O preconceito contra o samba não se materializou somente na repressão policial das primeiras décadas. No fim dos anos 70, as emissoras de rádio e TV praticamente só tinham espaço para músicas americanas. A batucada era considerada brega, ultrapassada. O compositor Nelson Sargento conta que, em 1979, criou a letra que diz ‘Samba/ Agoniza, mas não morre’, por conta da perseguição policial que sofria. A cantora Teresa Cristina, da nova geração de sambistas e intérpretes, não acha que esse tipo de preconceito esteja superado.
O jornalista Rubens dos Santos, o Confete, fala sobre o samba em depoimento para o Dossiê de Tombamento do Samba como Patrimônio Cultural Imaterial do Rio de Janeiro:
“O samba é um fenômeno que tem uma explicação na energia que vem das casas de Omolokô. Da tradição religiosa de base africana, que juntou o culto às almas, da gira de Preto Velho e Caboclo e, vai até o culto aos orixás. Foi lá que nasceu a Portela, da energia de Seu Napoleão Nascimento, que era o pai do Natal. No Estácio, foi da energia de Tancredo da Silva, grande pai de santo de Omolokô. Na Mangueira, Dona Maria da Fé estimulada por Elói Antero Dias para que criassem uma escola de samba. Antes de fundar o Império Serrano Sr. Elói fundou o Deixa Malhar, no Baixo Tijuca onde é hoje a rua Almirante Candido Brasil.”
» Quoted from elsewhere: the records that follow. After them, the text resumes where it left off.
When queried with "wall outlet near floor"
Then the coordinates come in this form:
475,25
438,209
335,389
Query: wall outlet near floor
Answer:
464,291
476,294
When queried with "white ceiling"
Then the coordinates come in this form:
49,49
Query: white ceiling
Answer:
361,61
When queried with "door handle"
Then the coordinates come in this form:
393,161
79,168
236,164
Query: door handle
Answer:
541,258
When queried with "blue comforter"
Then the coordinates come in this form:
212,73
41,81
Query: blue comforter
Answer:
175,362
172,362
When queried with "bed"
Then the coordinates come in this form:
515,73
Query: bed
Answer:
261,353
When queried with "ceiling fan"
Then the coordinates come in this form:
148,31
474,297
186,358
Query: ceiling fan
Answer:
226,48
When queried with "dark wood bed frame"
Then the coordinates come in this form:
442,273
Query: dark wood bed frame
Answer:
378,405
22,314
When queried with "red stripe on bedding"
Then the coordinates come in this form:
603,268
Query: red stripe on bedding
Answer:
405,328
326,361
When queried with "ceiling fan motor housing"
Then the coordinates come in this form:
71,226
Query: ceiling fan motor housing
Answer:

Neste momento de pandemia as Escolas de Samba sofrem o desafio do isolamento social, já que são um ativo social, cultural de corpos felizes, que se aquilombam para representar o seu território e sua fé. Sem apoio governamental elas se voltam para suas bases, com cestas básicas, máscaras e poesia. Os enredos propostos para 2021 reverenciam os Orixás e o processo civilizatório africano, indicando que estão se vendo como instituições culturais e de cunho geográfico, plenas de riquezas afetivas, sociais, de encontros e saberes.
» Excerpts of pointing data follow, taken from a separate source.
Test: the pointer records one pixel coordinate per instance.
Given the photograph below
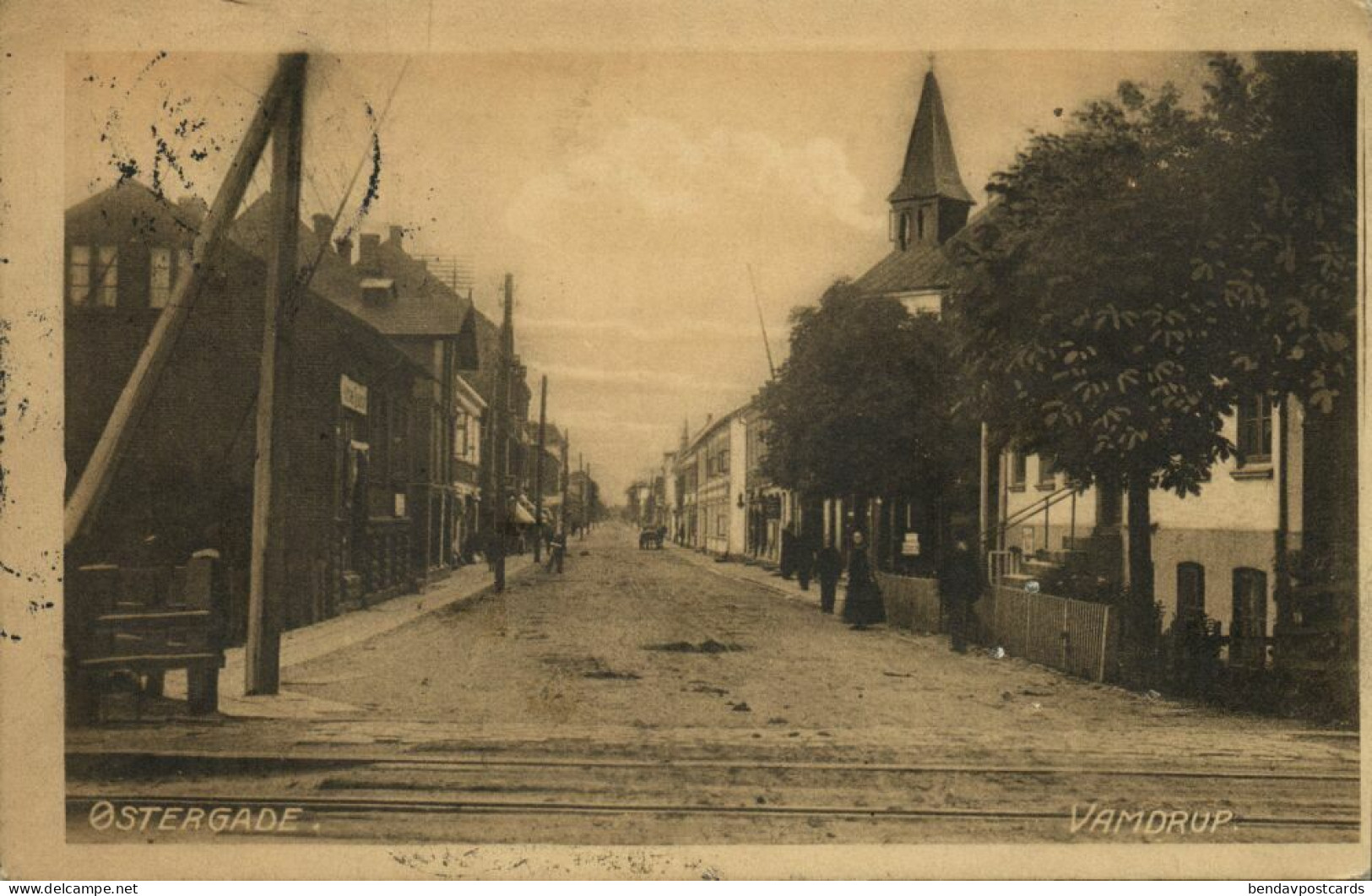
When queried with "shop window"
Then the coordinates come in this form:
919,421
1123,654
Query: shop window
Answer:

A Mocidade Independente de Padre Miguel reverencia Oxóssi, o caçador. Portela representa o Baobá, que liga o espaço material, a terra, com o mundo transcendente, pois precisa do ar, da água e do sol para nutrir suas raízes. Grande Rio apresenta Exu, orixá da comunicação e do movimento. União da Ilha fala de Pierre Fatumbi Verger, figura fundamental para se pensar as questões afro-brasileiras até hoje. São Clemente traz Ubuntu, a filosofia banta de Angola. Salgueiro mostra o enredo Resistência, que trata da luta da comunidade preta por sua tradição e identidade, negociando na fé, nas artes, na comunidade, e sem perder a alma.
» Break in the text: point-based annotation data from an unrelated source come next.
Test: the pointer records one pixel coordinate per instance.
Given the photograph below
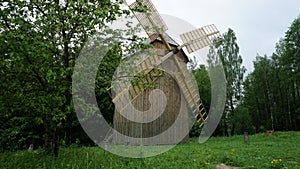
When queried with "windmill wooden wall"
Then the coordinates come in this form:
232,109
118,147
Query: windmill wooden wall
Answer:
169,86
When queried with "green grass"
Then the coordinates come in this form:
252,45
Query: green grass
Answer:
258,153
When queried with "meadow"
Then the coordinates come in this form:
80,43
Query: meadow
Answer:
271,152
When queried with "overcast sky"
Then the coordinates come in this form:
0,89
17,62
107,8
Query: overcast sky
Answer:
258,24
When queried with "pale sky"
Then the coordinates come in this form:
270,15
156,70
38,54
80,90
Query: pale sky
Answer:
258,24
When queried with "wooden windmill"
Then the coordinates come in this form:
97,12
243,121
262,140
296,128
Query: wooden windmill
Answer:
180,83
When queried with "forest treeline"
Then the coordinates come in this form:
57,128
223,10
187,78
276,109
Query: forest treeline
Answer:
40,41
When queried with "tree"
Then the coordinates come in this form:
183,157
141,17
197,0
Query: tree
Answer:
40,41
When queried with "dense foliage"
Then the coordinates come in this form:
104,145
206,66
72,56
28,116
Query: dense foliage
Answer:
40,41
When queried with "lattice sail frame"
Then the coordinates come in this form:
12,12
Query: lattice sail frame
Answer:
200,38
151,20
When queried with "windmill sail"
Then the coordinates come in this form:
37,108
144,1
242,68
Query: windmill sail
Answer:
149,18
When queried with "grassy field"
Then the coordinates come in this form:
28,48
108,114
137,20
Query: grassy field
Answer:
279,151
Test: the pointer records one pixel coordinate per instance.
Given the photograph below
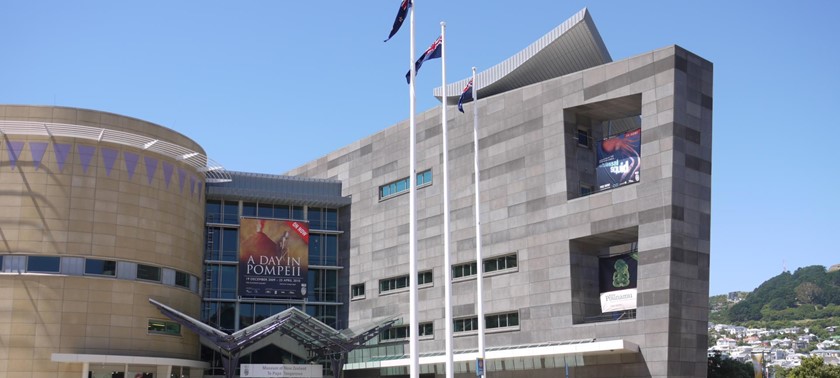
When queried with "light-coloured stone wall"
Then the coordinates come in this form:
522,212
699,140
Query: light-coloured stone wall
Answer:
531,168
É importante preservar as Escolas de Samba, pois são instituições grandiosas que dialogam para a construção do país e para a constituição do povo, além de os projetarem no mundo, incrementando a educação e o turismo, aquecendo o mercado de trabalho e a economia. Conclusão, o delegado Chico Palha não tinha qualquer razão.